Wir erreichen kurze Zeit später auf jeden Fall unser Ziel, die Ushuaia Buchstaben mit Blick auf den Beagle-Kanal, den Hafen und die Berge. Vor uns kamen leider auch ein paar Aida Busse an, deswegen setzen wir uns eine kurze Runde ans Wasser und genießen die Aussicht während Lotti und Theo ihre Steinwurffähigkeiten verbessern. 
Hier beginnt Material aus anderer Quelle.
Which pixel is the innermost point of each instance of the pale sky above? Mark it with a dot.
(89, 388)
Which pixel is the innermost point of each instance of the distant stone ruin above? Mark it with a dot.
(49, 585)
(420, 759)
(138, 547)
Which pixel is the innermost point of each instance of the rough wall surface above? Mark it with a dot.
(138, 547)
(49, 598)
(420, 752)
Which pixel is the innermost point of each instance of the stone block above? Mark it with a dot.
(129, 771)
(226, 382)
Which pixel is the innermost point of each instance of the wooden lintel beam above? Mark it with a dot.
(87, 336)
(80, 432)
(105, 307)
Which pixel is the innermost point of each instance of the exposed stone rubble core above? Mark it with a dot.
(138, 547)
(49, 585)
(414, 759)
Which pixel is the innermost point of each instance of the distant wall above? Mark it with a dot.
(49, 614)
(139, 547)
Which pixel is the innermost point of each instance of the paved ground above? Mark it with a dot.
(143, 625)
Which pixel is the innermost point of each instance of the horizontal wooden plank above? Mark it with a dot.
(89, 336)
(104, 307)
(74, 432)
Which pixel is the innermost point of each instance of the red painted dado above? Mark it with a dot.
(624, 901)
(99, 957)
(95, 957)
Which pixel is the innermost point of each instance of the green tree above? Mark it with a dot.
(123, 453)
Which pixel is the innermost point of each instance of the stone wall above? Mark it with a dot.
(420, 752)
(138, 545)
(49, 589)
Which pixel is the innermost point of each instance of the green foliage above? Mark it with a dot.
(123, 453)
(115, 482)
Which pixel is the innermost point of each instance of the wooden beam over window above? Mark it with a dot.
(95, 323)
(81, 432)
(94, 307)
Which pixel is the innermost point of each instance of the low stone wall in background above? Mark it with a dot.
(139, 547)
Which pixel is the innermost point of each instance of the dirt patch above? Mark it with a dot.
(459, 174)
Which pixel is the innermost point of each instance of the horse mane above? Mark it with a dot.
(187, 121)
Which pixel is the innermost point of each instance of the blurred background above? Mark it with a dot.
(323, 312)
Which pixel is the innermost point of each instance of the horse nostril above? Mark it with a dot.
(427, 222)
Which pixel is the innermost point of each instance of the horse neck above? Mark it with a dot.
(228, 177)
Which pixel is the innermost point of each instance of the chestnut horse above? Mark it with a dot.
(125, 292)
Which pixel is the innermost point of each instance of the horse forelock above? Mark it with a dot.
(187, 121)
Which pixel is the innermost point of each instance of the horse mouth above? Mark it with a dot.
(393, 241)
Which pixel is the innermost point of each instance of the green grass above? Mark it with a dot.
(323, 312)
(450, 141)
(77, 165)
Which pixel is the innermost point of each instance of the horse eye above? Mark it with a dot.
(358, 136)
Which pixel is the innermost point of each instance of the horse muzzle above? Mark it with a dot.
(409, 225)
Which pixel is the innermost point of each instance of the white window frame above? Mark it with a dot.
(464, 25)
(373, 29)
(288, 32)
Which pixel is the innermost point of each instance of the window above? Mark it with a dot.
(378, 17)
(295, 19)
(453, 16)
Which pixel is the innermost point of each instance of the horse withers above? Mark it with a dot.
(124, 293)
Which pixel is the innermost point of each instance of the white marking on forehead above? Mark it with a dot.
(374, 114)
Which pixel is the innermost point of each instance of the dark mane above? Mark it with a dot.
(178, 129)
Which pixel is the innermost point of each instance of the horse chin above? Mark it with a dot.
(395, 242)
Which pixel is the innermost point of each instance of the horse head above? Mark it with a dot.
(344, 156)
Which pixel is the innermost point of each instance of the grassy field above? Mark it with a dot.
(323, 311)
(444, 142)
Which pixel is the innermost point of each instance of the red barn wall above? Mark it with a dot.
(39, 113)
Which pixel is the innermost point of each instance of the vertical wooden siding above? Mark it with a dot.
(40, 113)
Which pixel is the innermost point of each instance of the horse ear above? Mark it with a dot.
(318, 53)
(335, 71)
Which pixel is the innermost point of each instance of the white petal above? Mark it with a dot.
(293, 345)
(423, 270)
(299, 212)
Nachdem wir unser Foto gemacht haben und noch auf dem gegenüberliegenden Plaza Islas Malvinas geschaut haben,

Ubern wir zum letzten Mal an diesem Tag bis zum Hafen. Es ist mittlerweile schon 15 Uhr und es kommt Hunger auf. Also ging es kurzerhand in das Burgerrestaurant (aus Mangel an Alternativen um diese Zeit extrem voll). Theo hat heute auch zum ersten Mal einen Burger geschmatzt. Da wir noch gar nichts weiter von der „Innenstadt“ gesehen haben ist dies unser nächstes Ziel des Tages. Die Kinder haben so gar keine Lust mehr und können spontan in die Betreuung im KidsClub gehen. So haben wir noch etwa 1,5 Stunden um alleine durch die Stadt zu laufen. Wir gehen die eine Hauptstraße hin und die zweite parallel verlaufende wieder zurück. 

Neben vielen Touristenshops gibt es hier auch den südlichsten Irish Pub der Welt. 
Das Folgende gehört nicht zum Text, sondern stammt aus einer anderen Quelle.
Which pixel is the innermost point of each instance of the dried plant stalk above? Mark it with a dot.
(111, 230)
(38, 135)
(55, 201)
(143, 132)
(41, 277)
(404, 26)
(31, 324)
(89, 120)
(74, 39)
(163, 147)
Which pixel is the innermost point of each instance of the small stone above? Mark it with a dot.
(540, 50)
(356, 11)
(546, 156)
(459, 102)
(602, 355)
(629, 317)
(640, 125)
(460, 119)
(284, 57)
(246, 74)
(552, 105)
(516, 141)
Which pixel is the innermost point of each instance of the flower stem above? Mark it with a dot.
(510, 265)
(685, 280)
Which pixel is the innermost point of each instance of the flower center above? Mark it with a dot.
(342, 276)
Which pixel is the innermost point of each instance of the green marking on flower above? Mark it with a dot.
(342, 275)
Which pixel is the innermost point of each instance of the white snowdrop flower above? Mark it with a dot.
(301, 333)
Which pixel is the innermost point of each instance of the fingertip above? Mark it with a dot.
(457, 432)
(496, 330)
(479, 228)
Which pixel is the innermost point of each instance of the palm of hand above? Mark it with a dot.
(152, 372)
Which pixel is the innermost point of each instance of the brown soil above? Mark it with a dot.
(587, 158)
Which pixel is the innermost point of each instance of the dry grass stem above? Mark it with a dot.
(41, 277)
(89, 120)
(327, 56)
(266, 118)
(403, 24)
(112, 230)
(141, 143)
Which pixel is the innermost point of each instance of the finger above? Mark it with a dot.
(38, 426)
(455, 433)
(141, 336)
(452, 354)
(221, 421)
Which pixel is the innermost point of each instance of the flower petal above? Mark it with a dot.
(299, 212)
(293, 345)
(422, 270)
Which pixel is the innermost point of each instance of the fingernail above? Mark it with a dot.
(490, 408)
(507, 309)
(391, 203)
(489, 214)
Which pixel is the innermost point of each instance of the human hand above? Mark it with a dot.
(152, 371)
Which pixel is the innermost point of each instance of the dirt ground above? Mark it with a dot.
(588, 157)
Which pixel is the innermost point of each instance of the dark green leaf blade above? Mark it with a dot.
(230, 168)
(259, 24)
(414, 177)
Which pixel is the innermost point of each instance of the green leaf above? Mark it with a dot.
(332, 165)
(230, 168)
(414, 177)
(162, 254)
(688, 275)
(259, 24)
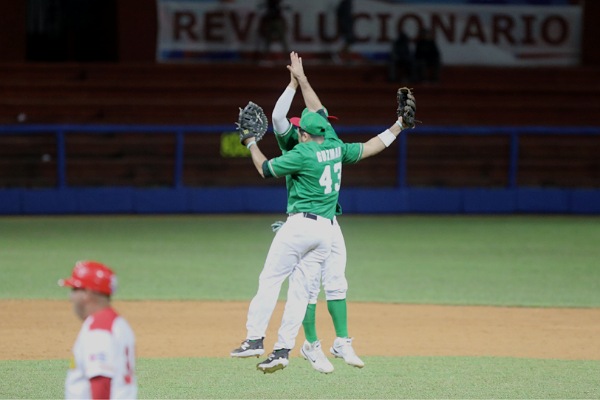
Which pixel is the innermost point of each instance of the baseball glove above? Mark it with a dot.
(407, 107)
(252, 122)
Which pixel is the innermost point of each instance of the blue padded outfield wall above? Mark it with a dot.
(267, 200)
(65, 199)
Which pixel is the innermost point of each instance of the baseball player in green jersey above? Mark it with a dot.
(303, 244)
(333, 271)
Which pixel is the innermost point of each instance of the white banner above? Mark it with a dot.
(466, 34)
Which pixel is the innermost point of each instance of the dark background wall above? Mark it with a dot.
(129, 29)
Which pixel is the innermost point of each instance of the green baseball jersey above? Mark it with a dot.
(315, 174)
(288, 139)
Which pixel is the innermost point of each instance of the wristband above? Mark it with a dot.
(387, 137)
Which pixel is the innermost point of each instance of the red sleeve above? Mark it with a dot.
(100, 387)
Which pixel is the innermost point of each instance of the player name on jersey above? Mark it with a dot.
(329, 154)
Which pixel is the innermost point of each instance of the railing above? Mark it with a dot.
(180, 133)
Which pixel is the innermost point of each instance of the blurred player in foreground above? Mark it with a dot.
(103, 364)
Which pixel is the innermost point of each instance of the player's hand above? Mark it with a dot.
(295, 66)
(293, 81)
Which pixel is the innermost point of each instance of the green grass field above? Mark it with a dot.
(539, 261)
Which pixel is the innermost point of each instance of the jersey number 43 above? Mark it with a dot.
(331, 181)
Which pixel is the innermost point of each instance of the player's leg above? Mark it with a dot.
(316, 238)
(335, 286)
(311, 349)
(278, 266)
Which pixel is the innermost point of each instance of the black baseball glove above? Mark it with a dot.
(252, 122)
(407, 107)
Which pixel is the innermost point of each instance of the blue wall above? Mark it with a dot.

Die kulinarische Spezialität von Ushuaia ist die Königskrabbe. So sind viele Restaurantfenster eher Aquarien mit sich stapelnden Prachtexemplaren.

In der Touristeninformation haben wir uns dann noch ein Zertifikat zum Besuch mit den diversen regionalen Poststempeln abgeholt, bevor wir wieder aufs Schiff gingen. 
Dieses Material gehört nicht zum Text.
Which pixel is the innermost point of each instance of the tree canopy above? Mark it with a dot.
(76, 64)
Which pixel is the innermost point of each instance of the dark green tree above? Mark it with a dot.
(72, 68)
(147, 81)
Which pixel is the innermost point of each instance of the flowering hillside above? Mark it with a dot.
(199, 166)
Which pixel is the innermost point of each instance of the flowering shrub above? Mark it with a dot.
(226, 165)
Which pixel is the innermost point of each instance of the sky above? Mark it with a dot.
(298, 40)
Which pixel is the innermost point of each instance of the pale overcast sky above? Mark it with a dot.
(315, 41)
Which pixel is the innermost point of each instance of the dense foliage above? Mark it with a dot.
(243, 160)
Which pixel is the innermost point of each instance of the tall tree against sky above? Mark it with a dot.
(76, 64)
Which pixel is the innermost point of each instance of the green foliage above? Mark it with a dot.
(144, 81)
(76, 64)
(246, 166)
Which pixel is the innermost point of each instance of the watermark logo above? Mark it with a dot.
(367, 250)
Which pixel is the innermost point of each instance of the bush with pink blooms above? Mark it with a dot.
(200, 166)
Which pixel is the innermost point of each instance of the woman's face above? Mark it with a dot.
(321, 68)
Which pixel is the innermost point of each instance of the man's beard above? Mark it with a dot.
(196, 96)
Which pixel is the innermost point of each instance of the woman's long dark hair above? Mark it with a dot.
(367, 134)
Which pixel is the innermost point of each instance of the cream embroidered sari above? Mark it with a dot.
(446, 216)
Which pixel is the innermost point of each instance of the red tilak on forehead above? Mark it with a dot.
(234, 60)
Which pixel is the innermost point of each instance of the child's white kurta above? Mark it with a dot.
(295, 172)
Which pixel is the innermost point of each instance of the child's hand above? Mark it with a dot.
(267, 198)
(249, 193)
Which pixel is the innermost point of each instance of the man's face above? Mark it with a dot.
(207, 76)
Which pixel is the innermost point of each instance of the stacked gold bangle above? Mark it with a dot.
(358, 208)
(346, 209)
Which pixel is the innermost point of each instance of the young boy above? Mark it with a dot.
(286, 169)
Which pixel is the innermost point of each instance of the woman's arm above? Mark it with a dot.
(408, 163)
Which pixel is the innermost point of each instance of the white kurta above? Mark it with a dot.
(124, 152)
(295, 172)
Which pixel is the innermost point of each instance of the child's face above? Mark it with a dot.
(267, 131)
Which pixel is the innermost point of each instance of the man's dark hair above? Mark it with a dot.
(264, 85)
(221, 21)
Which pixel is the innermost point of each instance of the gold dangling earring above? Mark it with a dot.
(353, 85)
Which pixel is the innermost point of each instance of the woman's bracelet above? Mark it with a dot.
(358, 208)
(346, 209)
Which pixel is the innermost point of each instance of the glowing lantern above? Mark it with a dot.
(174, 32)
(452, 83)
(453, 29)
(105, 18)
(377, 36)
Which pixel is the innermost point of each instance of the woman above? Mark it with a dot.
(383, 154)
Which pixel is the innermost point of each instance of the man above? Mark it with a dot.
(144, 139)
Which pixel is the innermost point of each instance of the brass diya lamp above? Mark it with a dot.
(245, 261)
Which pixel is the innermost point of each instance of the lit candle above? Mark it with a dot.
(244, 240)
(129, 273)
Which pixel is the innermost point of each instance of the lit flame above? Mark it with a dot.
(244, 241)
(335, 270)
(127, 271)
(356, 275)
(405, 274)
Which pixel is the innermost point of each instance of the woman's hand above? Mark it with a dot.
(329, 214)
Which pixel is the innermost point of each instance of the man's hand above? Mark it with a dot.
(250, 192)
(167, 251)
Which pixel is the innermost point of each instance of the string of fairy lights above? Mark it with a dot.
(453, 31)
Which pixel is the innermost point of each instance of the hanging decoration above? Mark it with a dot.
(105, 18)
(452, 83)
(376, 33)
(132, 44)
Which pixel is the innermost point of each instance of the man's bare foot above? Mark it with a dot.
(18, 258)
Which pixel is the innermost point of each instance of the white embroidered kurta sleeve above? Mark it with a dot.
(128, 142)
Nach einem wirklich sehr überschaubaren Abendessen hatten wir noch einen kurzen Schockmoment. Nachdem Lotti ja heute früh alleine vom Frühstück auf die Kabine gegangen ist, wollte sie das jetzt wieder tun.  Einziger unterschied, als wir jetzt hinter gingen war keine Lotti auf der Kabine. Nach etwa 10 Minuten Sucherei haben wir sie dann im Treppenhaus gefunden. Sie kam grad von oben runtergelaufen. Es war ihr zu langweilig alleine in der Kabine und sie hatte sich vor einem Geräusch erschrocken deswegen wollte sie unter Leute aufs Pooldeck. Naja alles gut gegangen.

Wir beobachten noch das Auslaufen der anderen Schiffe und dem einlaufen eines neuen, bevor es Schlafenszeit ist.

Abends werden wir mit einem fantastischen Sonnenuntergang verabschiedet.